I20221020 11:11:20.134802 120290 raft_server.h:291] This node is down
I20221020 11:11:20.134822 120213 node.cpp:929] node default_group:127.0.0.1:21807:21808 shutdown, current_term 6 state SHUTDOWN
I20221020 11:11:20.176208 120213 typesense_server_utils.cpp:340] raft_server.stop()
I20221020 11:11:20.176235 120213 server.cpp:1100] Server[braft::RaftStatImpl+braft::FileServiceImpl+braft::RaftServiceImpl+braft::CliServiceImpl] is going to quit
I20221020 11:11:20.176502 120213 typesense_server_utils.cpp:343] raft_server.join()
I20221020 11:11:20.176612 120213 typesense_server_utils.cpp:346] Typesense peering service has quit.
I20221020 11:11:20.177171 120213 typesense_server_utils.cpp:469] Shutting down batch indexer...
I20221020 11:11:20.177182 120213 typesense_server_utils.cpp:472] Waiting for batch indexing thread to be done...
I20221020 11:11:20.763222 120214 batched_indexer.cpp:282] Notifying batch indexer threads about shutdown...
I20221020 11:11:20.763541 120214 batched_indexer.cpp:290] Batched indexer threadpool shutdown...
I20221020 11:11:20.766474 120213 typesense_server_utils.cpp:475] Shutting down server_thread_pool
But it's just stuck now... for a while now, still at the same max 100% CPU usages. Is it basically stuck? Does it not force close it's thread pool? Should I
kill -9
it?
k
Yes kill -9
If some thread is in a non interruptible loop then yes it can't be interrupted to shut down cleanly. If we could then cutoff would have kicked in as well.
r
So even with a 20s max search time, I was still seeing typesense lock up some CPUs at 100% for days on end. So, I double checked the data we index into typesense, to make sure we didn't have any sort of HUGE document that maybe typesense was choking on... sure enough I found a handful of documents that were like 400MB+ in size. My hunch is that every so often a particular search would match these huge docs and typesense would basically get stuck processing them. So I truncated this data to MAX 5MB and re-indexed a fresh database. Been running it now for an hour or so and it's looking pretty good.

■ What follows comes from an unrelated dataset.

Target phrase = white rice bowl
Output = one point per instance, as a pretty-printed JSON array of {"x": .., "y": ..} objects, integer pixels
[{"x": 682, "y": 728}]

I now have a detailed search log, with timestamps. I recorded when I started this instance. My plan is to monitor this new fresh instance, and if I see and threads lock up to 100% and never release, record when that happened. I'll then work on the side to reproduce it and narrow down the search entries until I find the offending search. So if this happens again, I should be able to provide you the data and search that causes it to happen via a github issue. Hopefully though it won't even come to that 🙂
Thanks AGAIN for creating typesense and being so awesome here on slack!
k
Ah, that large document certainly can cause issues. Each word's offset in a document is stored in-memory. And this is used during both search and highlight. For such large docs things can do unbounded. We have not actually tried with such large docs so hard to say what could have gone wrong but N log N algorithms get "large" very fast.
r
Just wanted to give you an update. TypeSense has been ROCK SOLID the past day. Working perfectly, no run-away CPU usage. So it almost certainly was the huge documents that were the cause of the problem. So no bug report will be incoming. Thanks again!
k
Glad to hear and thanks for the update, Robert.